Opinião

Opinião Livre: Abril, mil vezes Abril

Onde estavas tu no 25 de Abril, costumava perguntar o Baptista Bastos. No meu caso, estava em Águeda, onde o meu pai frequentava um curso de promoção de sargentos para oficiais do Exército português. Tinha 15 anos e naquela noite, ao contrário do que era habitual, não estava a escutar a Rádio Renascença, mas mesmo que estivesse, seguramente que não teria dado pela senha da “Grândola Vila Morena”.

Na manhã seguinte é que percebi que se passara alguma coisa. O meu pai foi chamado à presa para o quartel e eu e os meus irmãos não fomos para as escolas, pois estava tudo fechado. Nessa tarde, acompanhei de longe uma primeira manifestação de jovens um pouco mais velhos que eu que gritavam “fascismo nunca mais”.


Mais tarde, o meu pai fez uma grande festa em casa e explicou-nos que a nossa vida de saltimbancos, entre Portugal e África iria acabar. Ele já estivera sete anos em Goa, onde se casou e viu nascer os dois filhos mais velhos – eu e o Luís – passara duas vezes pela Guiné-Bissau, na segunda já com a minha irmã Céu a completar a família, sem esquecer quase quatro anos em Angola antes da ida para Águeda. E pelo meio das viagens intercontinentais, passagens por Tomar, Entroncamento, Lisboa… eu sei lá que mais!


À medida que fui crescendo, naqueles anos pós-25 de Abril, fui ganhando a paixão pelo jornalismo… e alimentando o sonho de viajar. Tentei entrar para a Força Aérea, mas fui reprovado na entrevista com o psicólogo que me disse que eu queria mesmo era ser jornalista.

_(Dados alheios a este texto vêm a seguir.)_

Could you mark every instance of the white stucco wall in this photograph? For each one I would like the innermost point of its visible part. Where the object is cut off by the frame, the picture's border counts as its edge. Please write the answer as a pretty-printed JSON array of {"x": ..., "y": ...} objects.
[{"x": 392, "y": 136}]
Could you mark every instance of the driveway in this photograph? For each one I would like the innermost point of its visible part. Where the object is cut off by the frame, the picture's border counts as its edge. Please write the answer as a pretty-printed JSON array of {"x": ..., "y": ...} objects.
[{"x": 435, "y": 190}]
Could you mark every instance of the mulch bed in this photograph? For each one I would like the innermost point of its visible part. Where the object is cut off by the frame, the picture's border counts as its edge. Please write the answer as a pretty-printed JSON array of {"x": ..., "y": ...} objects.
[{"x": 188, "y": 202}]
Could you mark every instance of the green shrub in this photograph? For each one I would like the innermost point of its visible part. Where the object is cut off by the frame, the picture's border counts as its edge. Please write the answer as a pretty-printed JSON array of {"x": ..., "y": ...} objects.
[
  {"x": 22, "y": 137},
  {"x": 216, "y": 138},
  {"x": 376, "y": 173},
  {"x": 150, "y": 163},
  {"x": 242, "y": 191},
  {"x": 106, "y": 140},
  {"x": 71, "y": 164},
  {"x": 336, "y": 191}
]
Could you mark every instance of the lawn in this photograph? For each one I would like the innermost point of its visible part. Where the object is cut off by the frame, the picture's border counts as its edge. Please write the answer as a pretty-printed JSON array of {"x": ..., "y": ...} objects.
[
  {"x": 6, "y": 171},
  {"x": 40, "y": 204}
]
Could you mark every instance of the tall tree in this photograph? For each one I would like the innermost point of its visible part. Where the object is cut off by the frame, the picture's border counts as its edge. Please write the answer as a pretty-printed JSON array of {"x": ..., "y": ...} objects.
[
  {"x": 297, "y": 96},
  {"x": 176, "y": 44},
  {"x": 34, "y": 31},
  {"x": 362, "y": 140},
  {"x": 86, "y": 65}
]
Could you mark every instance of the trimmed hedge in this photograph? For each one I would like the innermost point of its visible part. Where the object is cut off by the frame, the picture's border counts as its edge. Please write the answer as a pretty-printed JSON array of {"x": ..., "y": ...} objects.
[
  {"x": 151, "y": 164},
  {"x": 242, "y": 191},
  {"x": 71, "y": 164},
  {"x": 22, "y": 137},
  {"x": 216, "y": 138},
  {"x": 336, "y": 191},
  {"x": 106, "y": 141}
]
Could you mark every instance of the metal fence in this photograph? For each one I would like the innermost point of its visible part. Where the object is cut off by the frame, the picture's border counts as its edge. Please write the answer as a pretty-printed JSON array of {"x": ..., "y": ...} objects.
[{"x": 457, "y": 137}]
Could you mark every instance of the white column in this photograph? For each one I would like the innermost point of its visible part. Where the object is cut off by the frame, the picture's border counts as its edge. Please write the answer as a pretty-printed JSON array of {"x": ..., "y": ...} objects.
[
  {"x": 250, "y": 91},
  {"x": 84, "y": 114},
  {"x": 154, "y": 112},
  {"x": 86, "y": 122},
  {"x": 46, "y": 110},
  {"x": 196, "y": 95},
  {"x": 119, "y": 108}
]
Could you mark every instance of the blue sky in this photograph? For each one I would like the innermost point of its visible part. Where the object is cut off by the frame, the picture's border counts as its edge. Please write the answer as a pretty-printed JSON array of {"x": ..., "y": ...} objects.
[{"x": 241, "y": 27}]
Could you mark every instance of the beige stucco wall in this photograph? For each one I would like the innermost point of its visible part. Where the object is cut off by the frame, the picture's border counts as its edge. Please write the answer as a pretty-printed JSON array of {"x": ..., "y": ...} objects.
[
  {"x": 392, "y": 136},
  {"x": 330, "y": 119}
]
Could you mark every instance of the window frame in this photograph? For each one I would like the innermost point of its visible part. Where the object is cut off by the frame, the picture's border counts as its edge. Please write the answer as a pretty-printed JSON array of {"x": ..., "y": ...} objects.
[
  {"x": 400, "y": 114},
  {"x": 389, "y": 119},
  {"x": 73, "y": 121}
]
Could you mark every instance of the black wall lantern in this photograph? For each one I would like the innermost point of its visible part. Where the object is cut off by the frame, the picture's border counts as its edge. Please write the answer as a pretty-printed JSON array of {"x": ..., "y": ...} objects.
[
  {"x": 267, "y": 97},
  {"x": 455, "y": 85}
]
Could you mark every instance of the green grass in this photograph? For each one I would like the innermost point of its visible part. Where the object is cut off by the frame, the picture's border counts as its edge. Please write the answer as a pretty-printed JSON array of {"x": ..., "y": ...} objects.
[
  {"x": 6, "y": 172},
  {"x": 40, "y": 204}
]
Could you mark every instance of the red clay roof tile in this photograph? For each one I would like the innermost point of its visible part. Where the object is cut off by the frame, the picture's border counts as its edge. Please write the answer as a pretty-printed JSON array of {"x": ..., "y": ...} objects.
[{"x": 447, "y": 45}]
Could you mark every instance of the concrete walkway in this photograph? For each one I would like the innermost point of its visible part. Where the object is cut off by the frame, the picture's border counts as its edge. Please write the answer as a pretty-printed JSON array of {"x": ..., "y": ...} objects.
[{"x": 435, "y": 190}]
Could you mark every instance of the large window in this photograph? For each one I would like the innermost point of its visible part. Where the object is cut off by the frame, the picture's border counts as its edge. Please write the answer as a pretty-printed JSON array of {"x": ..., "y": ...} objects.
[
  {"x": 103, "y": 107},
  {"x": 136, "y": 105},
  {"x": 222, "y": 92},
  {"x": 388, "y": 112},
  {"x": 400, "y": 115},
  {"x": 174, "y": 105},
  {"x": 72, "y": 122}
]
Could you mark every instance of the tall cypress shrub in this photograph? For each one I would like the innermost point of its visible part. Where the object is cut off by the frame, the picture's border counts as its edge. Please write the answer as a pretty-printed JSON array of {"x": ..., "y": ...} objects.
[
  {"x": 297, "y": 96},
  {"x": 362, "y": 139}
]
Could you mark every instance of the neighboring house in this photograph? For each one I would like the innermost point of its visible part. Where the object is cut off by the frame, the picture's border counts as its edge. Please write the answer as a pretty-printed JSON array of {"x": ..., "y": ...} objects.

Quando comecei a gatafunhar os primeiros textos, em Abril de 1980, senti-me nas nuvens. Um estágio no “Diário de Lisboa”, outro na ANOP, até entrar, a tempo inteiro, para A Tribuna. Aí, dei por mim no primeiro grande teste de fogo – a reportagem do desastre de Camarate. Até que, em Abril (de novo Abril…) de 1981 entrei para a “Gazeta dos Desporto” e aí iniciei uma longa carreira ligada ao jornalismo da área desportiva, onde me mantive até Abril (juro com é mesmo coincidência) de 2017, quando me mandaram embora do “Record” por ser “velho e caro”.

Entre Abril de 1980 e Abril de 2017 tive a sorte de fazer o que gostava e conhecer o Mundo. Foram centenas e centenas de viagens por uns 58 países. Foi, por isso, uma carreira de que não me posso queixar.
Tudo por causa do 25 de Abril de 1974!


Aos meus filhos, João e Diogo, ensinei apenas uma coisa – a liberdade que hoje eles vivem não é um dado adquirido. Num Mundo repleto de perigos, o maior de todos é a ignorância dos homens e a estupidez de uma sociedade refém das redes sociais.


Passaram 45 anos do 25 de Abril de 1974. Parece que foi ontem que me esqueci de ligar o rádio de pilhas e perdi a emissão da Grândola Vila Morena.